Even at the hospital, the pain was more psychological than physical. A veteran Ironman competitor, Riess wondered if he’d ever run, bike or swim again. “I remember being really down about it,” said the 47-year-old NAIT Personal Fitness Trainer instructor.
Rather than give in to negativity, Riess embarked upon a goal-driven yet cautious regimen that today has him joking about “kicking 20-year-old Ken’s ass.” At the Ironman in Whistler, B.C. in July, Riess clocked 10:16 – an hour better than his first Ironman in 1990. The time qualified him to achieve a lifelong dream: competing in the Ironman World Championship in Hawaii.
In the weeks leading up to the Oct. 10, 2015 race – a 3.86-km swim, 180.25-km bicycle ride and a marathon (42.2 km) – we talked to Riess about how he beat the odds to race with the best in the world’s most prestigious triathlon.
Stay positive Riess believes he was in the best shape of his life at the time of the crash. He loathed the idea of taking a year off at his age. “I thought that’s it: I’ll never have a personal best again.”
After arriving home from the hospital – with a rod down his broken femur secured with two screws at his hip and two more at the knee – he quickly adjusted his attitude. His wife and two teenaged kids were as active as he was before the accident. “How do you sit on a sofa when everyone else is out there doing something?”

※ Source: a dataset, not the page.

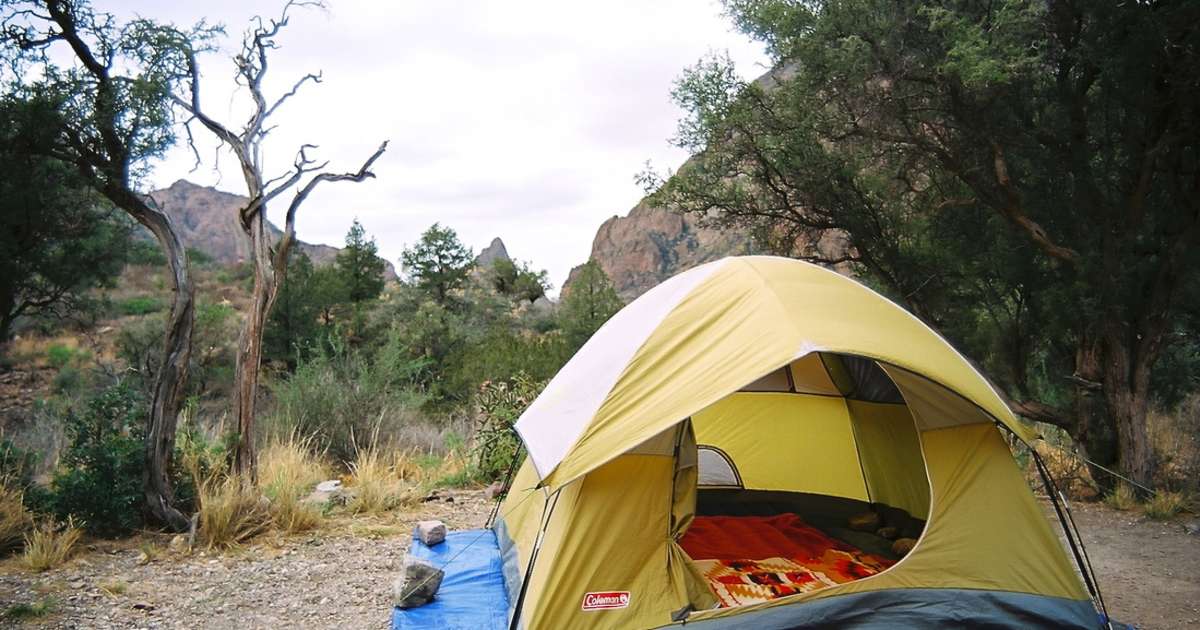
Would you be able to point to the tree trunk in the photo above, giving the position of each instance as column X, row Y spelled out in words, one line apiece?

He stopped focusing on personal bests. Getting back to physical activity would be enough. “I pretty much didn’t take any time off from training,” said Riess. He hit the gym, working on upper body strength and rowing with his bad leg out to the side. He even started easy indoor cycling. “Thank god for Netflix,” he said.
Listen to experts
Then he asked his surgeon, who he saw monthly for six months, if – hypothetically speaking – he could start riding. “He said no.” Riess stopped. “As cool as I thought it would be to not listen to him, I didn’t want to mess around. I respected his opinion on everything.”
"I thought, 'That's it. I'll never have a personal best again.'"
“I thought, 'That’s it. I’ll never have a personal best again.'”
That wasn’t always easy. In late 2012, before the crash, Riess qualified for the Boston Marathon in 2014 and was planning to race. It was a year out – surely he could do it. He asked the surgeon, a runner himself. “He said, ‘No way. Let me put it this way: a year from now you’ll be running but I’ll be kicking your ass.’”
“I used that as motivation,” said Riess. But he didn’t go to Boston.
Set goals
Riess reintroduced sports slowly, setting goals to motivate himself and measure progress. “I wanted to have those progressions in place and know what my season was going to look like.”
Swimming came relatively easy, since Riess’s technique relies heavily on his upper body. Eventually returning to cycling, he discovered he was down only about 25 per cent from pre-crash metrics. Running was hardest. On his birthday, Oct. 6, 2013, he attempted a run of less than a kilometre.
“I couldn’t believe how hard it was,” said Riess. “I was bagged after that.”
Nevertheless, he started racing in 2014: the Canadian Birkebeiner in February, a half-Ironman in August, the New York City Marathon in November, where he finished in 3:14 – just 12 minutes behind his last marathon.
“It was a defining moment,” said Riess – the go ahead to sign up for Whistler in July, where he qualified for Hawaii.
Be realistic
“I’m still a competitive guy,” said Riess, but age and experience have made him respect the unknown. The possibility of heat in Hawaii on race day didn't worry him but humidity did, enough to set aside the possibility of a personal best (he finished in 11:36:10). What mattered most to him is that he made it.
“For many triathletes,” he said, “this is the highlight of their training.”
In a way, Riess's plan for race day was a reflection of his comeback: measured, disciplined and sensible. “It’s going to be very controlled,” he said. “I don’t want to make any mistakes. It’s going to be a very cautious race.”